While the effect of these systems isn’t as extreme as in a mountain bike the effect is the same – loss of efficiency resulting in loss of speed.
The clever thing about Future Shock is that it provides 20mm of “suspension” that addresses the human system and not the machine. Housing the cartridge in the headset means that rough roads are smoothed out for the rider and all the work Specialized have done to make a fast machine isn’t compromised. Specialized did partner with McLaren to make this tech after all – seems like a bit much for a PR stunt!
It is definitely a strange concept to get your head around, but there’s a great video below showing it in action:
There’s also the topline explainer from Specialized themselves:
While it might seem that the system may be soft and overly reactive, we’ve found that it actually takes a fair amount of force to depress the coil when you’re not riding even when the coil remains very active it smoothing out chatter. The Future Shock comes with three different springs for riders of all shapes and preferences however.
The unit is available on Diverge, Roubaix, Ruby and Sirrus bikes.
Does Specialized Future Shock Work & How Has It Reviewed?
While friends of Crank Boutique swear by their Roubaix, the team have only had a limited test drive on a Diverge. Press reviews have been very favourable.
“In contrast, the Roubaix has been built to protect you, and because it suspends the biggest weight in this moving mass (you), it also protects itself from those heavy forces enacting upon it when you hit an obstacle. The overall feeling is a bike with a magically smooth ride.”
“As with the Roubaix and Ruby, the Specialized Diverge Comp includes Future Shock technology, although with a slightly different spring set up. However, it will still give you 20mm of travel.
The spring is progressive, meaning it doesn’t have the same spring rate throughout. It changes from around 150lb to 230lb, meaning it gets stiffer the further into the compression the spring goes, not only helping it from bottoming out on heavier impacts but helping you control the bike better too.”
Are There Any Known Issues With Specialized Future Shock?
The Future Shock system has reviewed well, however out conversation mining has uncovered a few general issues and concerns.

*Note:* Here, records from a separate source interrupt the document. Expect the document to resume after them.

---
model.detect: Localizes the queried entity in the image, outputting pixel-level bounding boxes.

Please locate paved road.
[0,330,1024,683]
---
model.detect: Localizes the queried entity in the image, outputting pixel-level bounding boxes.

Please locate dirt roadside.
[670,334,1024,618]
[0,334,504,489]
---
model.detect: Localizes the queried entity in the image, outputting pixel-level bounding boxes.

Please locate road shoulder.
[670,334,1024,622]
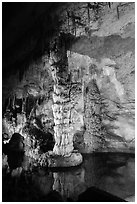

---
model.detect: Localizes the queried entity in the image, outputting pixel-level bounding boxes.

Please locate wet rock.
[48,153,83,167]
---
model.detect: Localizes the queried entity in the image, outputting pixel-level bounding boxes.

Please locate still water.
[2,153,135,202]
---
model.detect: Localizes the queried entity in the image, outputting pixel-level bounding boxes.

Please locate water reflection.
[2,153,135,202]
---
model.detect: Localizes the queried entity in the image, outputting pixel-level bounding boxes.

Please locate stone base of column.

Additionally some models with Future Shock are currently under recall globally with an estimated 4500 bikes due affected.
Future Shock January 2019 Recall
On January 9th 2019, Specialized issues a global recall notices for certain models with the Future Shock cartridge installed. The specific reason provided by Specialized is as follows:
“Based upon reports from the field, the steerer tube collar on select Roubaix, Ruby, Diverge, and Sirrus bicycles may be susceptible to stress corrosion cracking. When that happens, it may result in a sudden loss of steering control while riding.
We are voluntary recalling the steerer tube collars on these bicycles and are replacing them with a new, improved collar which, together with an adjustment to the torque setting, will significantly improve the collar’s resistance to stress corrosion cracking.”
Specialized is asking any riders with models impacted to take their bike into authorised dealers. A full list of the models impacted and the statement from Specialized can be found here:
Future Shock Noise Issues
Some users have reported consistent impact related noises or squeaking from the headset cartridge. Fixes for these issues have been variable although his may be addressed with the replacement cartridge issued as part of the recall.